Et même si ce n’est pas avec le Venice-Simplon Orient-Express, n’importe quel train, de nuit ou non, filant vers l’Italie suffira à faire notre bonheur.

LATTE DI MANDORLA DE SICILE.

En Sicile, au printemps, le paysage déploie des champs couverts de petites fleurs roses, légères et éphémères. On peut facilement les confondre avec des fleurs de cerisier, dont elles ont la pâleur délicate et fragile, s’envolant dans un souffle d’air. Ce sont des fleurs d’amandiers, qui donneront donc des amandes, dont on fait des dragées bien connues des gourmands avec la plus célèbre d’entre elles, l’avola .

Mais ce que nous adorons particulièrement c’est en Sicile boire un latte di mandorla, un lait d’amande, préparé minute.
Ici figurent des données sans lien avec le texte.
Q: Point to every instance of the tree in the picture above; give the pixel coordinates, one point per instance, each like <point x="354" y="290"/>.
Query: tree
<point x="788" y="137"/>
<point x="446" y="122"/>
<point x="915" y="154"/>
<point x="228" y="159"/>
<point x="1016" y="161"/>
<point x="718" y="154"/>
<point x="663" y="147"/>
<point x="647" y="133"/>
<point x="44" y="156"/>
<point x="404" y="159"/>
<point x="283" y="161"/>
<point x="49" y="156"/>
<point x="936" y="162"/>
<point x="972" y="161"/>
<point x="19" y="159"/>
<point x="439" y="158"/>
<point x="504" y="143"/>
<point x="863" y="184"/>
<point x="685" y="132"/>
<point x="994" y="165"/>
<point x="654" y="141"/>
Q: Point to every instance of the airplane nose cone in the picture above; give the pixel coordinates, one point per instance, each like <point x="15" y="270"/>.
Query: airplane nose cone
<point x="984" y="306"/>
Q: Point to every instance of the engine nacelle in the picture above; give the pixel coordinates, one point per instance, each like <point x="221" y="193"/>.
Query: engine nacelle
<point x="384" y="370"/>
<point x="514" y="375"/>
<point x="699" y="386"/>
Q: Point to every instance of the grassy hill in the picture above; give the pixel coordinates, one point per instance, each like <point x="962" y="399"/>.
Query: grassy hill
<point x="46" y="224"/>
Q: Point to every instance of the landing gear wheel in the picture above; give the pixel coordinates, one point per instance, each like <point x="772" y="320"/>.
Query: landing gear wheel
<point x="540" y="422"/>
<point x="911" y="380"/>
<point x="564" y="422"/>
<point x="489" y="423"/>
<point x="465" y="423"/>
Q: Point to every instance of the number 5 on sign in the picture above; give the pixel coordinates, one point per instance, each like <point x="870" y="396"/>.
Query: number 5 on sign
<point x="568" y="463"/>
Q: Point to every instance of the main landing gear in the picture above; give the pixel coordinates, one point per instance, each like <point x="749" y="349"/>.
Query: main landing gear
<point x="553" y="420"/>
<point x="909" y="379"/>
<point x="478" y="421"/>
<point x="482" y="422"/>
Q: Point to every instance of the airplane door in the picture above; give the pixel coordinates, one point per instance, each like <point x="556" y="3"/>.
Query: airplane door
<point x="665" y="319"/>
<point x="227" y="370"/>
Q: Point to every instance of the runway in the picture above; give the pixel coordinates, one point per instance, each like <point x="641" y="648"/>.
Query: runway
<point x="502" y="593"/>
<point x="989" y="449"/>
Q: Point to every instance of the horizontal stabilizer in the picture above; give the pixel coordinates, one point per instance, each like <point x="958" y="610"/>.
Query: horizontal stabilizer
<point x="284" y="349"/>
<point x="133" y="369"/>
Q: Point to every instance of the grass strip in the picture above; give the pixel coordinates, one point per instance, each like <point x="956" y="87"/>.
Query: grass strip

C’est onctueux, sucré, régressif, incroyablement riche, avec ce goût inimitable de l’amande. Et bonne nouvelle, le réaliser n’est pas compliqué !

La Recette pour 1 litre de Latte di Mandorla :

200gr d’amandes émondées de bonne qualité + 1 litre d’eau + 50gr de sucre ou de miel

La veille, mettre à tremper les amandes dans un récipient rempli d’eau

Rincer les amandes puis les mettre dans un mixeur avec le sucre ou le miel et commencer à les broyer en ajoutant petit à petit 1 litre d’eau fraiche.

Bien mélanger la préparation puis la passer dans un textile adapté en la pressant fortement pour récupérer le plus de lait possible. La pâte d’amande restant dans le tissu peut être utilisée pour une autre recette. Le lait se conserve 4 jours au frigo.